Thank you for your help!


----------



## lochlomonder (Jul 24, 2015)

> I´ve tried to run as an administator in Windows XP,Vista etc.


Does this mean you've tried running it in Compatibility Mode for each of these operating systems under Win 10, or did you run it natively within them? Given its age and the specs, it might just be too old to run properly under Win 10, no matter how much you try to tweak it.

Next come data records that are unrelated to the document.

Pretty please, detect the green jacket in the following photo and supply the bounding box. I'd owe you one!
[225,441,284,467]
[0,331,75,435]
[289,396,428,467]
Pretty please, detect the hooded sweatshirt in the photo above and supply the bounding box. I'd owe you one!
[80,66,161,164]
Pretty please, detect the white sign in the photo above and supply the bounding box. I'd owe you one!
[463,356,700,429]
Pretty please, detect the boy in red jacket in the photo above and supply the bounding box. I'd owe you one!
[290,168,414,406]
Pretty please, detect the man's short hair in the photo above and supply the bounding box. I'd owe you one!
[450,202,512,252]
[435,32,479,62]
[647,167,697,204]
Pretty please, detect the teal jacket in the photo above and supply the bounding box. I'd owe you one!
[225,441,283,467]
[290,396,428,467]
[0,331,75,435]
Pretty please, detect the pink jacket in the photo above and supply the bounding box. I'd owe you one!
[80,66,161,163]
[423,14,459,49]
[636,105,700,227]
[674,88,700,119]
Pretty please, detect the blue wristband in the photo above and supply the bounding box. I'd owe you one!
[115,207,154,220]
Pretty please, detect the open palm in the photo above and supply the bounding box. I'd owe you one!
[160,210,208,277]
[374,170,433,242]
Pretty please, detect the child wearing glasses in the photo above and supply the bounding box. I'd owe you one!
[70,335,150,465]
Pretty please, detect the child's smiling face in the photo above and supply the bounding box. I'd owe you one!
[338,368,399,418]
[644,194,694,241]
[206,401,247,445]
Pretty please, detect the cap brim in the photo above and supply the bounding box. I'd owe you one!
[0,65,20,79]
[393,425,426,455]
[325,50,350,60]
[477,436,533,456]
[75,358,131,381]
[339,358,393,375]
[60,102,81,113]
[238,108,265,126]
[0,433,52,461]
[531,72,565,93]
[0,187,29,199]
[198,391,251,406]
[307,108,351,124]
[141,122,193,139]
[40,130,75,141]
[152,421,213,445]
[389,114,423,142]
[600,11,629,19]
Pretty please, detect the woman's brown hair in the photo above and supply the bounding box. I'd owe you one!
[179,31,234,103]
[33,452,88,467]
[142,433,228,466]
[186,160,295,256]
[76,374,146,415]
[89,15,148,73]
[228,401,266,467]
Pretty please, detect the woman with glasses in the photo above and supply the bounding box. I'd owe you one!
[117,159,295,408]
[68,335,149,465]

One way you could try it if you haven't run it natively is to virtualize a copy of XP on your Win 10 machine, presupposing you have a valid license for the former.


----------



## LeimertPark (Jul 2, 2017)

Yes,i´ve tried to run it in Compatibility Mode for each of these operating systems under Win 10.I´m really sur the game can run on a Win 10 Computer.On my old Windows 10 64bit Computer that i sold
Nascar 2004 was running without problems!The Videocard was the same.


----------



## LeimertPark (Jul 2, 2017)

So i´ve tried to run Nascar Thunder 2004 on a Virtual Win XP Computer.If i click the Nascar icon,i can see for just a second,then i get the same Message i get in Win 10.But in this case a minimum of 256MB of free memory requie´red!


----------



## lochlomonder (Jul 24, 2015)

Did you install Virtual Win XP as part of the Win 7 installation? If so, I'm pretty sure that won't work properly. You'd be better virtualizing the OS using either VirtualBox or VMWare Player. However, bear in mind you need an XP installation DVD and a valid license for that.


----------



## LeimertPark (Jul 2, 2017)

No,i have installed Win xp in Virtualbox!


----------



## lochlomonder (Jul 24, 2015)

Okay, good! Let's have a look at the settings, then. You can increase the available video memory used by VirtualBox if you follow these instructions.


----------



## LeimertPark (Jul 2, 2017)

The memory Problem is fixed.But i get a new message.No DirectX8.1 Videoadapters found.I´ve installed DirectX 8.1!


----------



## lochlomonder (Jul 24, 2015)

Run *dxdiag* on the virtual machine and see if this can shed any light on the situation.


----------



## LeimertPark (Jul 2, 2017)

Icannot upload the dxdiag file.Which information are important for the Problem?


----------



## lochlomonder (Jul 24, 2015)

Did you follow the actual instructions on the page I linked? It's moreso to test it out, and then we can look at seeing how to get it running properly in the vm.


----------



## LeimertPark (Jul 2, 2017)

Yes,i did it!tThe System shows DirectX 9.0.I installed 8.1!No peroblems in DirectX Files!The Display:The Driver vBoxDisp.dll is not digitaly signed.3D functionality not available!


----------